В самую жару я таскал Сино по незнакомым мне самому улочкам, а она простодушно подставляла ветру лицо, волосы ее растрепались и прилипли к потному лбу и щекам.

— Давай вернемся? Что здесь смотреть? — предложил я, в глубине души сожалея, что согласился на эту поездку.

Но Сино и слушать не хотела:

— Но ведь мы же специально приехали, чтобы все посмотреть! Побудем еще немного.

Скрестив руки на груди, она присела на корточки и с грустью спросила:

— Это здесь произошло?

Да, это здесь мы с братом виделись в последний раз. Брат окончил техническое училище по факультету прикладной химии. Во время войны работал в лаборатории взрывчатых веществ в Военно-морском министерстве, там делали торпеды. После войны его из-за каких-то интриг перевели в компанию лесоматериалов, которой принадлежит это водохранилище. Получив визитную карточку, он с изумлением обнаружил, что назначен директором компании. В этой должности он проработал пять лет. На четвертый год его службы, закончив школу, я приехал в Токио и стал учиться в университете на его деньги. Я был шестым в семье, и отец не мог мне помогать. Он уже был плох. Для брата же, судя по всему, эта помощь не была обременительной.
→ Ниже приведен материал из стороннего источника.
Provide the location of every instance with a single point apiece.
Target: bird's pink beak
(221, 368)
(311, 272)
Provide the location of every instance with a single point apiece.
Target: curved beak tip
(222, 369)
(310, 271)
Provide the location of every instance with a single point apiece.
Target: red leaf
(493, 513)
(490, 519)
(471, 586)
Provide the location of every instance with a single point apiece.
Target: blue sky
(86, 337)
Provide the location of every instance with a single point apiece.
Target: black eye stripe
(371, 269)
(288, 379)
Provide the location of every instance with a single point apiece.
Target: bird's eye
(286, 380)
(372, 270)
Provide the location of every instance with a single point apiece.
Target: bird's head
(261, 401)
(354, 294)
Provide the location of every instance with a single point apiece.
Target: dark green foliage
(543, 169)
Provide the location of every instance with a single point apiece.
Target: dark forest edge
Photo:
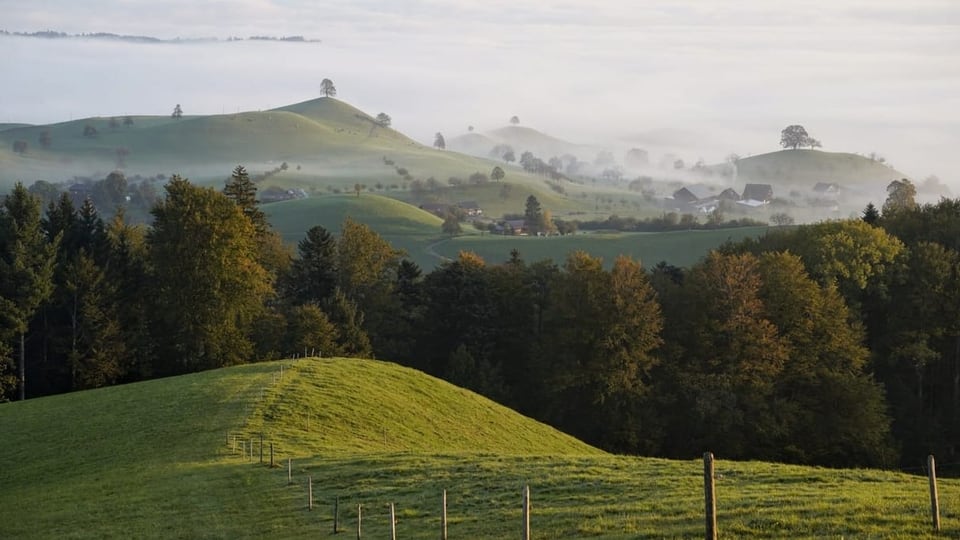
(836, 343)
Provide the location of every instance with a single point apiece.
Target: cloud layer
(863, 77)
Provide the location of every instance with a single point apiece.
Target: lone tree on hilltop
(796, 136)
(327, 88)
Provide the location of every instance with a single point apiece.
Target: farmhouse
(470, 208)
(439, 209)
(826, 189)
(762, 193)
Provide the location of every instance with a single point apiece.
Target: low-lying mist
(678, 79)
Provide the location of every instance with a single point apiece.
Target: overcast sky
(702, 79)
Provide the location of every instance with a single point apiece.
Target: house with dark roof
(470, 208)
(762, 193)
(824, 189)
(729, 194)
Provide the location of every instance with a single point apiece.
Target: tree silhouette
(327, 88)
(795, 136)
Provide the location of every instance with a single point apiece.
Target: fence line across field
(236, 443)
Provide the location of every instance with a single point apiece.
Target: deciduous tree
(209, 286)
(327, 88)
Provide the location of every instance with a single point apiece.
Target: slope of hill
(180, 457)
(804, 168)
(403, 225)
(154, 459)
(474, 144)
(542, 145)
(326, 143)
(679, 248)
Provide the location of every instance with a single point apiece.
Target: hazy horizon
(685, 77)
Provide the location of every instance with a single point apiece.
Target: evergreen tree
(209, 286)
(127, 272)
(314, 274)
(242, 191)
(26, 267)
(532, 215)
(599, 336)
(309, 328)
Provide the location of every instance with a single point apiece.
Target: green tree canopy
(209, 286)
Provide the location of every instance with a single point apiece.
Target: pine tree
(208, 285)
(242, 191)
(26, 266)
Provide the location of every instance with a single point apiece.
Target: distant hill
(180, 458)
(474, 144)
(157, 458)
(802, 169)
(521, 139)
(4, 127)
(327, 144)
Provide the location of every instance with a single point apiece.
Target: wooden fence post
(443, 517)
(359, 519)
(934, 497)
(309, 493)
(710, 497)
(336, 515)
(393, 523)
(526, 513)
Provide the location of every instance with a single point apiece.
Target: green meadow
(172, 458)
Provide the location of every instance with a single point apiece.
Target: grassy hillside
(163, 459)
(681, 248)
(403, 225)
(804, 168)
(475, 144)
(151, 459)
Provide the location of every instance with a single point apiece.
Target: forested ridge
(836, 343)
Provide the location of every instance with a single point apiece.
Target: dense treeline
(836, 343)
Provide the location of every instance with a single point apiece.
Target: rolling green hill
(180, 457)
(804, 168)
(403, 225)
(680, 248)
(327, 145)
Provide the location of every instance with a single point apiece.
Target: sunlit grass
(157, 459)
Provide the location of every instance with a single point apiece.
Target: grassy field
(163, 459)
(326, 143)
(419, 234)
(680, 248)
(807, 167)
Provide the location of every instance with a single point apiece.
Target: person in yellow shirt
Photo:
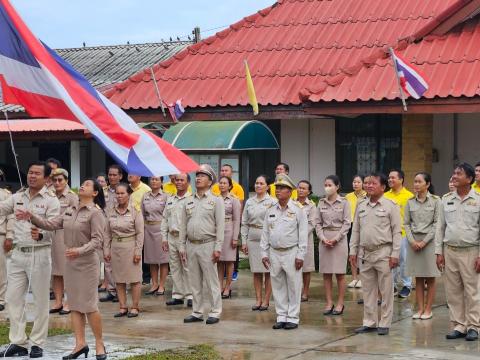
(282, 168)
(237, 190)
(356, 195)
(400, 195)
(476, 184)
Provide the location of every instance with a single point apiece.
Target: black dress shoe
(278, 325)
(290, 326)
(472, 335)
(36, 352)
(455, 335)
(211, 320)
(14, 350)
(365, 329)
(175, 302)
(383, 331)
(76, 354)
(191, 318)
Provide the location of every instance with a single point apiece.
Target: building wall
(308, 146)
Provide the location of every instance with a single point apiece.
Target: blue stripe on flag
(11, 44)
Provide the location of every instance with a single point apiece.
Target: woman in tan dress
(123, 248)
(232, 230)
(421, 215)
(84, 226)
(153, 204)
(304, 190)
(333, 223)
(251, 231)
(67, 198)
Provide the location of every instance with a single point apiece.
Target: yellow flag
(252, 98)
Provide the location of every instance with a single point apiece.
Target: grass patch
(4, 327)
(195, 352)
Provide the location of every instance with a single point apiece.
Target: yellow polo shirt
(352, 199)
(272, 192)
(237, 190)
(137, 196)
(401, 198)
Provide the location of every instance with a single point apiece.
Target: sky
(70, 23)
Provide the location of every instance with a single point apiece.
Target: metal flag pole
(402, 95)
(158, 92)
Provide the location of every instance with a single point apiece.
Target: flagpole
(402, 95)
(158, 92)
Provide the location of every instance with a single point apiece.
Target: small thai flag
(411, 82)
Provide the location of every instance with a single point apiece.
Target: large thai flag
(411, 81)
(34, 76)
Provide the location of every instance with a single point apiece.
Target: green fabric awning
(221, 135)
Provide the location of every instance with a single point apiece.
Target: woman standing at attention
(252, 226)
(333, 224)
(353, 198)
(304, 190)
(421, 215)
(232, 229)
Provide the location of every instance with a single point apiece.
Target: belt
(153, 222)
(375, 247)
(284, 249)
(197, 242)
(123, 238)
(461, 248)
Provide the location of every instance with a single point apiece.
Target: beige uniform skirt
(422, 263)
(124, 271)
(333, 260)
(152, 246)
(81, 282)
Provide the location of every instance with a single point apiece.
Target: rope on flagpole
(158, 92)
(402, 95)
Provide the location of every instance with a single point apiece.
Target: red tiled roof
(450, 63)
(292, 46)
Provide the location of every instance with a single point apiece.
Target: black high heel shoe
(75, 355)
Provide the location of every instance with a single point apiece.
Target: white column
(75, 163)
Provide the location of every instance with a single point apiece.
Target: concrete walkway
(244, 334)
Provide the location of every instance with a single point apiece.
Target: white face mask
(330, 190)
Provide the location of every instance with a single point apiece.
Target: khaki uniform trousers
(376, 275)
(3, 271)
(181, 283)
(462, 285)
(39, 265)
(286, 284)
(203, 276)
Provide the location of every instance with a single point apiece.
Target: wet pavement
(245, 334)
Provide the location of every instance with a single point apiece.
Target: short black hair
(54, 161)
(468, 169)
(381, 177)
(287, 168)
(401, 174)
(47, 170)
(116, 166)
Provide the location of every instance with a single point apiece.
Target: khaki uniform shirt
(203, 219)
(172, 215)
(253, 217)
(84, 227)
(377, 225)
(122, 226)
(459, 222)
(421, 217)
(6, 222)
(333, 216)
(44, 204)
(285, 228)
(153, 206)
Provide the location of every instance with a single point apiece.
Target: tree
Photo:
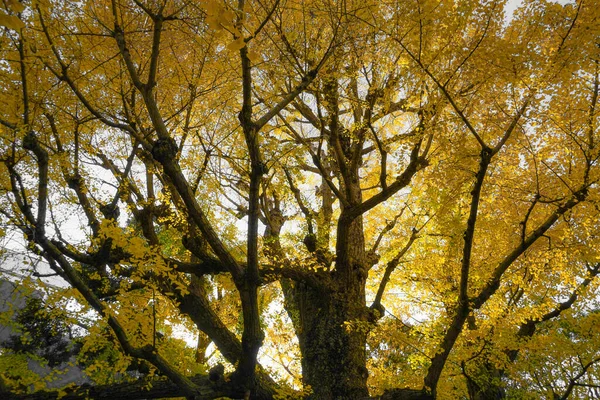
(415, 183)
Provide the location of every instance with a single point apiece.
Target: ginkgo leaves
(11, 22)
(220, 19)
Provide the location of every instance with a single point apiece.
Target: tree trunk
(331, 341)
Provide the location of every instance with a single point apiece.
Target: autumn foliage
(339, 199)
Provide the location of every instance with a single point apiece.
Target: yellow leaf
(236, 44)
(15, 6)
(11, 22)
(254, 56)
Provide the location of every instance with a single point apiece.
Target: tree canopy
(339, 199)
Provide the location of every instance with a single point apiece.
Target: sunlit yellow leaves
(236, 44)
(11, 22)
(15, 5)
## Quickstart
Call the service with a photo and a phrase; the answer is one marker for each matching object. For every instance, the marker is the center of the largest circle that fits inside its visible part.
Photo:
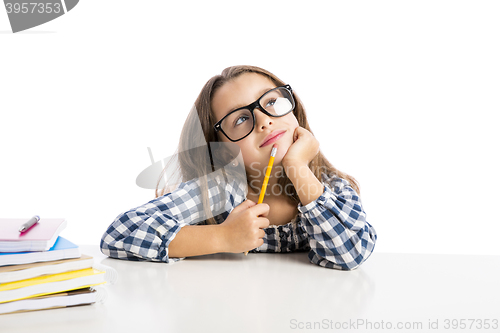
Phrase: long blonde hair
(190, 166)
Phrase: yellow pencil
(268, 173)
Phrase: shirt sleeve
(339, 235)
(145, 232)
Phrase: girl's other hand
(303, 149)
(243, 228)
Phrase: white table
(282, 293)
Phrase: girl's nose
(262, 120)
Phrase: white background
(401, 95)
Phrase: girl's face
(239, 92)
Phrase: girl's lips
(273, 139)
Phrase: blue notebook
(62, 249)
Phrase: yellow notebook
(49, 284)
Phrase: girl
(309, 205)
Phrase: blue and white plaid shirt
(332, 228)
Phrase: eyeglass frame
(252, 107)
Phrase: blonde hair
(190, 165)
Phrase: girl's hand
(303, 149)
(242, 230)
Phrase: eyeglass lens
(240, 123)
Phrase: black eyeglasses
(238, 124)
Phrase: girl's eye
(242, 118)
(270, 102)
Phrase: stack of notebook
(40, 269)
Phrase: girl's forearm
(196, 240)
Когда я приходил к нему, он с большой простотой давал мне деньги, угощал янагава и всякими вкусными вещами. Как-то ранней весной, — мы долго перед этим не виделись, — я зашел в контору, но не застал его. Сторож, прикорнувший возле хибати, сказал, что директор, должно быть, на водохранилище. Никого не встретив по пути, я подошел к водохранилищу. Наступила весна, но ветер дул по-зимнему холодный, нагоняя на поверхность прозрачной воды глубокие морщины. Брат был один. В руках он держал багор и с его помощью, но непонятно зачем, перепрыгивал с одного плота на другой. Он был без пиджака, от его белоснежной рубашки слепило глаза. Мне стало не по себе. Я громко его окликнул. Вздрогнув от неожиданности, он застыл в неловкой позе и, узнав меня, стал осторожно перебираться на ближайший к берегу плот. Я побежал по забетонированному краю водохранилища ему навстречу. По плот был довольно далеко, и нас разделяла полоса воды метров в десять. С трудом удерживая равновесие, он громко спросил меня: «Что случилось?» Я крикнул, что всего-навсего мне нужны деньги. Брат кивнул и сказал, что чековая книжка и печать в конторе, в ящике стола, и что я могу взять столько, сколько мне нужно, но сегодня он занят и встретимся как-нибудь на днях. Некоторое время мы стояли молча, смотрели друг на друга. Заходящее солнце светило ему в спину, и он казался выше ростом. Глаза ввалились, под ними лежали черные тени, и оттого голова напоминала череп. Когда, уходя, я стал благодарить его, лицо брата ожило, он крикнул: «Береги деньги!» — и в знак прощания высоко поднял багор. Больше мы с ним не виделись.